Stattdessen erschienen Murong Xun und Tuoba Liangzhe. Sie waren ausgesandt worden, um Nachforschungen anzustellen, und in ihren Fängen befanden sich nun Shen Qiao und Chen Gong sowie die beiden Hallenmeister der Liuhe Gilde.

„Patriarch, in diesen Truhen war nur ein Haufen Schrott. Was wir wollten, war nicht da!“, sagte Tuoba Liangzhe, während sie Chen Gong grob zu Boden warf.

Chen Gong hatte auf dem Weg dorthin weiter gestöhnt und vor Schmerzen geheult. Gereizt hatte sein Entführer auf den Akupunkturpunkt des Jungen gedrückt, um ihn stumm zu schalten. Im Moment konnte Chen Gong kein einziges Geräusch von sich geben, aber sein Gesicht war vor Angst verzerrt.

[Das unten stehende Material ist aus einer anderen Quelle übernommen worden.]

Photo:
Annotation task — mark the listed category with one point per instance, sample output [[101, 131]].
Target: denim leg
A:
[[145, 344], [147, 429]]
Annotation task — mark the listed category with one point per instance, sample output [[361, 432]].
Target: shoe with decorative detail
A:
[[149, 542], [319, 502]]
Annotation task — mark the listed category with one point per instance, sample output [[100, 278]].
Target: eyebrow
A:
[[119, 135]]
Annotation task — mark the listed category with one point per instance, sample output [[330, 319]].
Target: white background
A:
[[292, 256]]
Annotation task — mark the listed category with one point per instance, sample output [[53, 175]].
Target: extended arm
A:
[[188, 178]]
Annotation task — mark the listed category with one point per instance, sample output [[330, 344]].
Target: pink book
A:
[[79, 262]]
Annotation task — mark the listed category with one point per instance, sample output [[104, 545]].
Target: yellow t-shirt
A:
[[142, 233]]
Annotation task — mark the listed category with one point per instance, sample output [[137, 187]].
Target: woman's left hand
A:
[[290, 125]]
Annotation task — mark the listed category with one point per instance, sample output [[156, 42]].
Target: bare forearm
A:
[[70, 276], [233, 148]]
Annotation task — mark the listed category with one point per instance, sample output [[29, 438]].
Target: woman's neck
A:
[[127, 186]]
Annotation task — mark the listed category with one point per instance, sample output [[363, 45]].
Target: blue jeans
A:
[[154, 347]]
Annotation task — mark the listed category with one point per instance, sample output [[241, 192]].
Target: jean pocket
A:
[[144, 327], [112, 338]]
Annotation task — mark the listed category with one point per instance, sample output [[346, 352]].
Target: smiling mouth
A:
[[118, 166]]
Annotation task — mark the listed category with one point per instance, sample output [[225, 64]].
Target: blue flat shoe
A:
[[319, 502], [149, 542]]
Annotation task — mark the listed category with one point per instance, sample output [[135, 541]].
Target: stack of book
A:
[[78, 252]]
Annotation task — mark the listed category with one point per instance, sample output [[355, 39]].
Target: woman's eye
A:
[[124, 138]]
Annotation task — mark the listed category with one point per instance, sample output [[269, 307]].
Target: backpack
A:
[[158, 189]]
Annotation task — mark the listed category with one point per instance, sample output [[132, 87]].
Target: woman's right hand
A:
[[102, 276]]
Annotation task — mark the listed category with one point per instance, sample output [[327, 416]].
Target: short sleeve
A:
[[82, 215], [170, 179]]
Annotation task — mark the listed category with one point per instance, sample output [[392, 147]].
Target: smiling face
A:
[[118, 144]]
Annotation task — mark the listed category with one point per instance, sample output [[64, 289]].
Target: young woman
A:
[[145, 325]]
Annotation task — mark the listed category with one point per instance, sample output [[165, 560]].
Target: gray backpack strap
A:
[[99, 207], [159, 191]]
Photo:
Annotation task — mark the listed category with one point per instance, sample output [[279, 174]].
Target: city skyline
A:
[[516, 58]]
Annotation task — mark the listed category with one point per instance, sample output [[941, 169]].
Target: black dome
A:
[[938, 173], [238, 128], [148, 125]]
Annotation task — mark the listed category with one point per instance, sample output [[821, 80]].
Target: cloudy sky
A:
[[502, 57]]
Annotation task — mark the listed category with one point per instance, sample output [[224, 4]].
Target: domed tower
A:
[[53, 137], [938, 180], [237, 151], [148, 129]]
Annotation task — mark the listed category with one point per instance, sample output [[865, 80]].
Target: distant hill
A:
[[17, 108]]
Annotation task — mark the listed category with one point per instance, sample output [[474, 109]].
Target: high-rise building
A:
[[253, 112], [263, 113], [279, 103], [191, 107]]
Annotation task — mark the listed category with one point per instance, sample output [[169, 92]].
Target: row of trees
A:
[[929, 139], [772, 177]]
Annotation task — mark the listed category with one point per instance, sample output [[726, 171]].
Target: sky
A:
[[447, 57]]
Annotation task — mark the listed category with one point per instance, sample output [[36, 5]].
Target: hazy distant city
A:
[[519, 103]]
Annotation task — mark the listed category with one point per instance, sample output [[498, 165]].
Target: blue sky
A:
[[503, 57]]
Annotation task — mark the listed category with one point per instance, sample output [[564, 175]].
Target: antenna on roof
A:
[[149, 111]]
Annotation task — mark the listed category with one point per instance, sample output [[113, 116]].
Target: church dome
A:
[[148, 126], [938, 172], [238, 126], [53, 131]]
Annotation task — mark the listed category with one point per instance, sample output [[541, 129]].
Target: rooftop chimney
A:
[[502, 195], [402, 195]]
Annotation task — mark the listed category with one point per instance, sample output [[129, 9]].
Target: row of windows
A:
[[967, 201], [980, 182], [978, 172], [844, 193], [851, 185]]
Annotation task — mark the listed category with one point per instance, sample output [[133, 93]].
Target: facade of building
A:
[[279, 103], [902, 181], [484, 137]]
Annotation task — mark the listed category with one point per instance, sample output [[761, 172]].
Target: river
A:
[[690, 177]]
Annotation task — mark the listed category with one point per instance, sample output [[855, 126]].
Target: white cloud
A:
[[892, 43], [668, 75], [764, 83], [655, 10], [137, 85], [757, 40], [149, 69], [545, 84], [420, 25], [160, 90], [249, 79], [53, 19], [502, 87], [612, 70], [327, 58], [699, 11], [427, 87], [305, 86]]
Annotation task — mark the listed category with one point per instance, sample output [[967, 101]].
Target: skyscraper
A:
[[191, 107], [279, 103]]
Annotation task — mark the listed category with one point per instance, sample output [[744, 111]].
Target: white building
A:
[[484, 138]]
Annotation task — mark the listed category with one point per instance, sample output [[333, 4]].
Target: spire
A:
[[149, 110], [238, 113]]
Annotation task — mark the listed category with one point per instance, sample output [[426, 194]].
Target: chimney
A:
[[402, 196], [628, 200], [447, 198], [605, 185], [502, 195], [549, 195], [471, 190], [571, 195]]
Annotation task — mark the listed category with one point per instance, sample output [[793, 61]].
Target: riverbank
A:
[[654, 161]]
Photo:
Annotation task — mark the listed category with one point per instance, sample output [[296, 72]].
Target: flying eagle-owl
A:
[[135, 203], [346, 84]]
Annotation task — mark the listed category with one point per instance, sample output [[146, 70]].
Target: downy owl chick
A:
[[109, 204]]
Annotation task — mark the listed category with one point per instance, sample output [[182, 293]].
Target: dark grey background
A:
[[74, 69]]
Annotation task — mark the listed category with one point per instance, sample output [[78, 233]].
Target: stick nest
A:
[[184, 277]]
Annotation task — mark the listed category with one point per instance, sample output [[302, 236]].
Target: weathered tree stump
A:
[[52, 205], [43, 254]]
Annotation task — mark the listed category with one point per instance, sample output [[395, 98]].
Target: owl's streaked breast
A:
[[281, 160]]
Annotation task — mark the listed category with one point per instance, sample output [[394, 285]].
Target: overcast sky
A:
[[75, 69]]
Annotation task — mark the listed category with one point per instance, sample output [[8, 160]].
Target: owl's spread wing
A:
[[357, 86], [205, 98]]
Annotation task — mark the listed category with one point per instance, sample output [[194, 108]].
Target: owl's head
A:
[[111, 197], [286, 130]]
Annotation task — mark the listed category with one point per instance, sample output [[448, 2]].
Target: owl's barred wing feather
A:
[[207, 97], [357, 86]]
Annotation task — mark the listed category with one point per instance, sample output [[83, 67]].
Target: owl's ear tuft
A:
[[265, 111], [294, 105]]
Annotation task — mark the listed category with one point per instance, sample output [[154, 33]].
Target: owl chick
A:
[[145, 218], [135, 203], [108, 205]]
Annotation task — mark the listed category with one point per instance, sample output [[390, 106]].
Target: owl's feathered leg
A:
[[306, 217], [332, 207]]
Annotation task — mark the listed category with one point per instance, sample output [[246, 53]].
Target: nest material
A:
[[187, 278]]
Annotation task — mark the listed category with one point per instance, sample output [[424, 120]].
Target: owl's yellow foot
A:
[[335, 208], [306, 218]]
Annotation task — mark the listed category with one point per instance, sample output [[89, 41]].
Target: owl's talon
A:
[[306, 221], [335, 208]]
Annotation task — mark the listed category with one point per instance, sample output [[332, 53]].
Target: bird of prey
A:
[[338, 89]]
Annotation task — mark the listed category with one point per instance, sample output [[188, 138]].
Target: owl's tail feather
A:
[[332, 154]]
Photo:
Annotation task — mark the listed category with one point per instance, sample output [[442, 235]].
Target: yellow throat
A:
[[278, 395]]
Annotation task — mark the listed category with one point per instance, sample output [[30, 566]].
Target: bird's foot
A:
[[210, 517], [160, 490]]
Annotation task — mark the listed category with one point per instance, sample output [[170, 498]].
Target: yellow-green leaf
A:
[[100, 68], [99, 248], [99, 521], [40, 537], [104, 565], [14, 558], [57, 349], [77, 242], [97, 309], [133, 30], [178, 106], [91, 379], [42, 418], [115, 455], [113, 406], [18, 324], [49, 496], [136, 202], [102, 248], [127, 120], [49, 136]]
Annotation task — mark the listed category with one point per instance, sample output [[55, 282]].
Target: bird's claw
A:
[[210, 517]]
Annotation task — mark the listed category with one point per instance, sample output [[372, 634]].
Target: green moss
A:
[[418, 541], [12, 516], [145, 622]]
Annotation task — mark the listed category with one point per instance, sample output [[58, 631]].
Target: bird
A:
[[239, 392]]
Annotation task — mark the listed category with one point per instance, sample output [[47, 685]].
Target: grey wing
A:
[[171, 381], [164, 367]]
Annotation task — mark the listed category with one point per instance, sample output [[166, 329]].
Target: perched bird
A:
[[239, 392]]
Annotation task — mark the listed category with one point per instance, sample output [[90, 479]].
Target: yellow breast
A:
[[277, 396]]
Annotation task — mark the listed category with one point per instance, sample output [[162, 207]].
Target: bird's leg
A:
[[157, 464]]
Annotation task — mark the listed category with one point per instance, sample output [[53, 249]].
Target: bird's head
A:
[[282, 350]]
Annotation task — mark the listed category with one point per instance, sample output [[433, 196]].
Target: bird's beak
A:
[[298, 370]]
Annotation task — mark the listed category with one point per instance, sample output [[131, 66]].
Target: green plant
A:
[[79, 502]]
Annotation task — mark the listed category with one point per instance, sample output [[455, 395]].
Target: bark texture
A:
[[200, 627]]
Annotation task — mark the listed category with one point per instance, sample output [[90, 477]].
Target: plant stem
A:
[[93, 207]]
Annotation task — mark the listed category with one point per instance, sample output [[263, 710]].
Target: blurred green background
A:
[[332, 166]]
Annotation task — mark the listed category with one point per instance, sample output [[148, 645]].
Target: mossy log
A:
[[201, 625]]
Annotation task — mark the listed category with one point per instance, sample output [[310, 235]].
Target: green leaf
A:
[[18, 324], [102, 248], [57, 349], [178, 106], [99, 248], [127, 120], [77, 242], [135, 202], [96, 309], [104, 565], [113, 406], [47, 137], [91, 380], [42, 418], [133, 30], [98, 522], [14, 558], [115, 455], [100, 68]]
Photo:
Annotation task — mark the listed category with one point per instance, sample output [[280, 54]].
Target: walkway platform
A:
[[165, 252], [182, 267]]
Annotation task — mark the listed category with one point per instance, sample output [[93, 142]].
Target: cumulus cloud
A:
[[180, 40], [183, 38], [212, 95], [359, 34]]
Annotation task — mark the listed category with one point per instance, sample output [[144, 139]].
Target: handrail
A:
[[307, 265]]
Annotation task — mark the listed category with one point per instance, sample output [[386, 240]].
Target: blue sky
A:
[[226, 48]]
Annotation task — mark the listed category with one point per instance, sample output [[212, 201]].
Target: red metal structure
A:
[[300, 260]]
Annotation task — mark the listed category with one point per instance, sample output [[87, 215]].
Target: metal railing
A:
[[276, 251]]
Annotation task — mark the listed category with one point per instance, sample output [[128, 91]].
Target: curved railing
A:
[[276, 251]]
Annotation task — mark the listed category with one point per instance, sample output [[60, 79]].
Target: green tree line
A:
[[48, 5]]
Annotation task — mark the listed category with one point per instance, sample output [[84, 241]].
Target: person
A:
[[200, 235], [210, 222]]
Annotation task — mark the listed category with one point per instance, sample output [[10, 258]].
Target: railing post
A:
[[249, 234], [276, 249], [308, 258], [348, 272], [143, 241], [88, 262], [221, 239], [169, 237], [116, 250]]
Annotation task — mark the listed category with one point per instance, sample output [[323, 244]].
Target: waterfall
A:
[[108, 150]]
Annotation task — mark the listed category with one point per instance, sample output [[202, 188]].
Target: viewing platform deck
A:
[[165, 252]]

Shen Qiao war etwas besser behandelt worden, vielleicht, weil die Bewegungen, die er benutzt hatte, Murong Xun etwas ängstlich machten. Er achtete sogar darauf, Shen Qiaos Schultern festzuhalten.

Liu Qingya und Shanggan Xingchen, die beiden Hallenmeister der Liuhe Gilde, die normalerweise so beeindruckend waren, waren derzeit bewegungsunfähig gemacht und ihre wichtigsten Akupunkturpunkte waren alle versiegelt worden. Sie waren in einem erbärmlichen Zustand, die Gesichter bedrückt von der Niederlage, aber sie bissen die Zähne zusammen und weigerten sich, einen einzigen Laut von sich zu geben.

Murong Qin warf ihnen einen Blick zu. "Stellvertretende Anführerin Yun, wenn Sie sich immer noch um das traurige Leben dieser Untergebenen kümmern, dann übergeben Sie die Gegenstände."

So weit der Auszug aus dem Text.